対照的なヘルタ・ベルリンの2人 苦しむ細貝と試合に出続ける原口の未来
初ゴールを決め戦力となった原口
だが、懸命に練習を続ける原口に幸運が降りかかった。エニス・ベナティラが負傷したことで、ダルダイはバレンティン・ストッカーを中央に据えた。したがって、左ウィングのポジションは原口のために空けられたのだ。シャルケ戦(2−2)で、原口はこのチャンスをものにした。ヘルタ加入後初となる、リーグ戦でのゴールを決めたのだ。
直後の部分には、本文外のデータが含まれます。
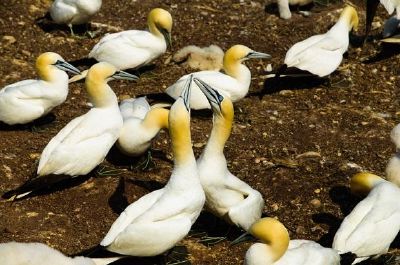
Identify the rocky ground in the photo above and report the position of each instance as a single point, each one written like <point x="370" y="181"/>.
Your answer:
<point x="297" y="142"/>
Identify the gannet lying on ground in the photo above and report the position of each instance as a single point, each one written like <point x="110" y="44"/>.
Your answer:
<point x="374" y="223"/>
<point x="136" y="48"/>
<point x="74" y="12"/>
<point x="276" y="249"/>
<point x="160" y="219"/>
<point x="206" y="58"/>
<point x="27" y="100"/>
<point x="141" y="125"/>
<point x="85" y="141"/>
<point x="13" y="253"/>
<point x="284" y="9"/>
<point x="226" y="195"/>
<point x="322" y="54"/>
<point x="234" y="83"/>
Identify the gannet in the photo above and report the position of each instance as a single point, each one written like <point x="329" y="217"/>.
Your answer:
<point x="234" y="83"/>
<point x="322" y="54"/>
<point x="158" y="220"/>
<point x="374" y="223"/>
<point x="84" y="142"/>
<point x="27" y="100"/>
<point x="226" y="195"/>
<point x="275" y="247"/>
<point x="74" y="12"/>
<point x="390" y="6"/>
<point x="13" y="253"/>
<point x="141" y="124"/>
<point x="136" y="48"/>
<point x="284" y="9"/>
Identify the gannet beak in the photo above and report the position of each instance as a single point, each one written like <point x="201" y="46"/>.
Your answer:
<point x="258" y="55"/>
<point x="124" y="76"/>
<point x="167" y="37"/>
<point x="371" y="10"/>
<point x="243" y="238"/>
<point x="186" y="92"/>
<point x="63" y="65"/>
<point x="212" y="95"/>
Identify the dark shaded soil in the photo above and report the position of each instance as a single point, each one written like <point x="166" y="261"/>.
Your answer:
<point x="297" y="142"/>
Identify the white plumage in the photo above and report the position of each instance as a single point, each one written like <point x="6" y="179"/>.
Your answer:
<point x="226" y="195"/>
<point x="160" y="219"/>
<point x="374" y="223"/>
<point x="74" y="12"/>
<point x="136" y="48"/>
<point x="141" y="125"/>
<point x="322" y="54"/>
<point x="28" y="100"/>
<point x="234" y="83"/>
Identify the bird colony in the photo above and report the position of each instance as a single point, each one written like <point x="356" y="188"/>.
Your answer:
<point x="155" y="223"/>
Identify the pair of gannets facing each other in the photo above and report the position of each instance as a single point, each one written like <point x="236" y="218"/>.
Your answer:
<point x="276" y="248"/>
<point x="160" y="219"/>
<point x="284" y="9"/>
<point x="141" y="124"/>
<point x="13" y="253"/>
<point x="28" y="100"/>
<point x="226" y="195"/>
<point x="74" y="12"/>
<point x="322" y="54"/>
<point x="374" y="223"/>
<point x="234" y="83"/>
<point x="136" y="48"/>
<point x="85" y="141"/>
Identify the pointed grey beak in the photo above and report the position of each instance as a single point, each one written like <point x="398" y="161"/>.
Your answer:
<point x="63" y="65"/>
<point x="258" y="55"/>
<point x="124" y="76"/>
<point x="185" y="95"/>
<point x="214" y="98"/>
<point x="243" y="238"/>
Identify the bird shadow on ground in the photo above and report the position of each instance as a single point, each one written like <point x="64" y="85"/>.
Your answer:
<point x="36" y="125"/>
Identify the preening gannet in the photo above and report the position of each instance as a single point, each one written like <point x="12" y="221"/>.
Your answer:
<point x="160" y="219"/>
<point x="234" y="83"/>
<point x="74" y="12"/>
<point x="322" y="54"/>
<point x="14" y="253"/>
<point x="226" y="195"/>
<point x="27" y="100"/>
<point x="85" y="141"/>
<point x="136" y="48"/>
<point x="374" y="223"/>
<point x="276" y="249"/>
<point x="141" y="124"/>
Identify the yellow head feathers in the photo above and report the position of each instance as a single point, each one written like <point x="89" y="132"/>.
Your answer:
<point x="361" y="183"/>
<point x="350" y="14"/>
<point x="273" y="233"/>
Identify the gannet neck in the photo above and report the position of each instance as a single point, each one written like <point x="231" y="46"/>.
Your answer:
<point x="274" y="234"/>
<point x="362" y="183"/>
<point x="222" y="127"/>
<point x="100" y="93"/>
<point x="158" y="19"/>
<point x="348" y="19"/>
<point x="179" y="130"/>
<point x="156" y="119"/>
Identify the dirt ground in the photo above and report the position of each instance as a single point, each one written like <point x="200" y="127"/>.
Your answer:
<point x="297" y="142"/>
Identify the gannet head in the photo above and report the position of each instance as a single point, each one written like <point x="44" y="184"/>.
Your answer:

ダルダイは最大級の賛辞で若き才能を称えた。原口は武器となるだろうし、素早く、運動量があり、「驚きをもたらしてくれる」だろう。さらに原口の急成長も、指揮官の目をひきつけているはずだ。「原口はドイツのフィジカル的にきついサッカーにも、うまく対応するようになっている」とフンジンガーも話す。才能があるのは間違いない。つまり、「まだ成長の余地がある」というわけだ。
ただし、「フィジカル面での勝負になると問題がある」とフンジンガーは語る。彼が思い出すのは、『キッカー』に載せるためのインタビューをした時のことだ。「最後にはいつも、ドイツ人が勝つんです」と原口は話した。「スピードと動きで、相手選手を抜くようにしなければなりません。相手の足が届いた時には、ボールはどこかに行っています」。一方で、我慢強さと戦術理解度という武器は備えてはいる。
それに、23歳の原口にとってのプライベートタイムが、ドイツの首都にやって来たようだという。ガールフレンドが彼の下を訪れ、ギターを弾き始め、犬との時間も楽しんでいるという。「パピー(愛犬)を連れて、よく街中を散歩しているよ」とアキレスは微笑む。それが彼の気を紛らわせ、厳しい時期にも助けになったのだろう。
劇的に改善されれば細貝にもチャンスはある
だが、ヘルタは本当に必死にブンデスリーガ残留へ奮闘を続けている。ダルダイはチームに、新たな落ち着きを与えた。ヘルタはやや守備的なプレーをするようになり、安定感を増している。「しかも今季前半戦ほどには、個人のミスで痛手を被ることがないという幸運にも恵まれている」とマイン。選手たちの運動量は増し、バトルでも勝てるようになっている。「ブロック間の距離は、さらに縮まった」とフンジンガー。そここそ細貝が生きる道だが、試合に出ることができないというのが残念な現状だ。
もしヘルタが1部リーグに残ることができたら、パル・ダルダイには新契約が提示されることだろう。だが、細貝と原口の今後はどうなのだろうか? 若きドリブラーに関しては、アキレスの「本当のジャッジを下すのは来季」との言葉を待つまでもなく、心配する必要はないだろう。
ただし、細貝の状況は異なるようだ。ヘルタは“背番号6”(守備的MF)のポジションに、新たな選手を買いたいと思っている。細貝は、散々なシーズンという重荷を背負っている。ダルダイはいつまでも選手を許したり、何かを帳消しにするような人物ではない。劇的に改善されれば、細貝はもう一度チャンスを与えられるだろう、というのがフンジンガーの見方だ。マインはこう話す。「個人的には、細貝を高く評価している。ヘルタのようなクラブでも、背番号6として素晴らしい選手になれるはずだ。ヘルタは細貝を放出しないと、僕の勘がささやいてる」。
もしヘルタがリーグに残ったとしても、また新シーズンに向けての新しいカードがすぐに配られることになる。またもすべてはスピードを上げて動き出すのだ。その時まで、原口は自信をにじませる力強いプレーを続けているのか、細貝が本当に居場所を取り戻すことができないのか、確実なことを言える者は誰もいない。今はただ、チームの未来に自分を重ねて、前へと進んでいくだけだ。